Willie grew up in Whitley Bay where the family moved and attended the Whitley Bay and Monkseaton Grammar school. The family lived at several addresses, mostly in Lish Avenue. Their last residence was at No. 18. Willlie became an apprentice draughtsman at Swan Hunter Wallsend, in 1918, but attended evening classes at Rutherford College and matriculated for London University in 1920. The Fisher family left Whitley Bay, however, for the newly-established Soviet Union in 1921, where Genrikh died in 1935.
He narrowly escaped the Great Purges. Besides being from England, a close relative had been accused of being a Trotskyite. He escaped prosecution but was dismissed from the NKVD in 1938. During the Second World War he again trained radio operators for clandestine work behind German lines.
As cover for his illegal residence, he opened an artist's studio in the Orvington Studios in Brooklyn, although he had only minimal artistic talent. He represented himself as a retired photofinisher to the other artists with whom he came into contact. He made friends with a small group of younger men, mostly artists who shared his preferences for realistic art. He made no attempt to sell paintings, but continued working on his technique. His friends found him intelligent and knowledgeable, but somewhat secretive; for example, he never disclosed where he lived. He expressed admiration for the Russian artist Isaak Levitan.
His job as resident was to recruit and supervise agents who gathered intelligence information. He was given control of a pre-existing group of agents which included Lona Cohen and Morris Cohen, who are believed to have been the couriers for the Rosenberg, Greenglass, Fuchs nuclear spy ring, and who later operated in Britain as Peter and Helen Kroger.
Fisher is not known to ever have had any contact with the Communist Party USA. As a part of his legend, he sometimes fabricated stories about earlier days as a lumberjack in the Pacific Northwest during the time of the Wobblies.
When Fisher was arrested, the hotel room and photo studio that he lived in contained multiple modern espionage equipment items: cameras and film for producing microdots, cipher pads, cuff links, hollow shaving brush, shortwave radios, and numerous "trick" containers.
Fisher was brought to trial in New York City Federal Court, indicted as a Russian spy, in October, 1957, on three counts:
Hayhanen testified against Fisher at the trial.
On October 25, 1957, the jury found Fisher guilty on all three counts.

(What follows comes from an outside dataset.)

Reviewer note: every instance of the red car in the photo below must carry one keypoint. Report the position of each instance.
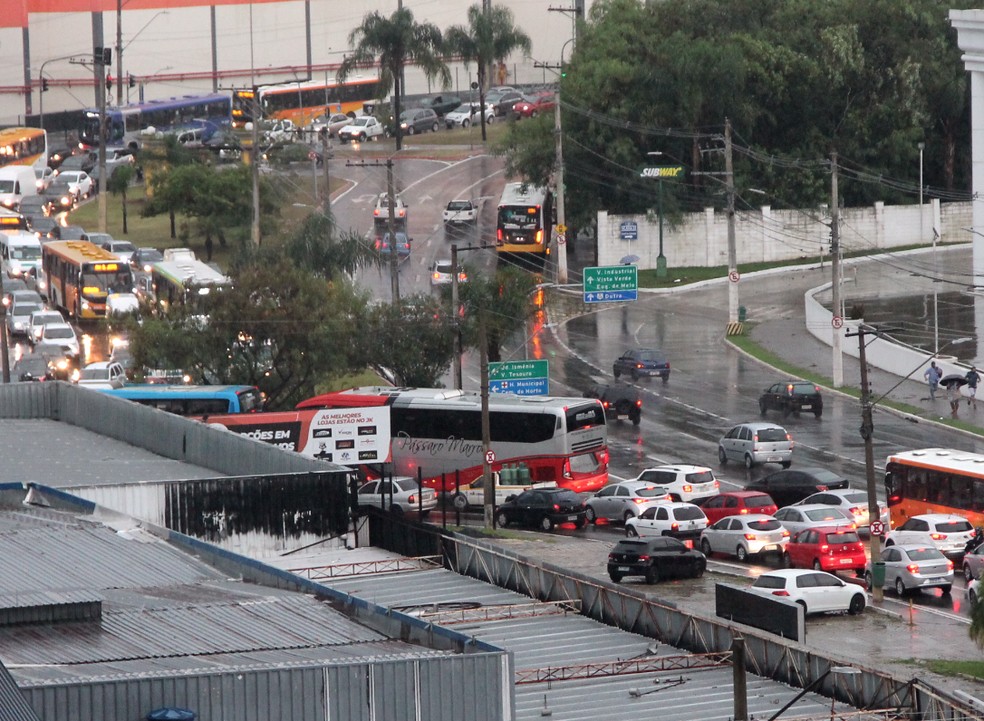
(532, 105)
(826, 549)
(737, 503)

Judge Mortimer W. Byers sentenced him, sentences to be served concurrently, on November 15, 1957, count one: 30 years' imprisonment; count two: 10 years' imprisonment and $2,000 fine; count three: 5 years' imprisonment and $1,000 fine.
On February 10, 1962, he was exchanged for Central Intelligence Agency U-2 pilot Gary Powers and an American student Frederic Pryor, at the Glienicke Bridge in Potsdam, Germany. After his return to Moscow he continued to work as a trainer for the KGB and was rewarded with the Order of Lenin. Fisher is said to have despised Kim Philby.
Rudolf Abel was the alias Fisher adopted on his arrest which signaled his capture to the Soviet Government. The alias was the name of another, less well known NKVD agent, who had once shared a flat with Fisher. The real Abel was born in Latvia in 1900 and died in 1955, but not much seems to be publicly known about his career.
Willie Fisher died of lung cancer in 1971 and was buried next to his father in the Donskoy monastery in Moscow. His daughter reported that his last words would have been in English: „Don't forget that we are Germans anyway“. His gravestone displays both of his names. A group of KGB veterans celebrated his centenary at the graveside in 2003.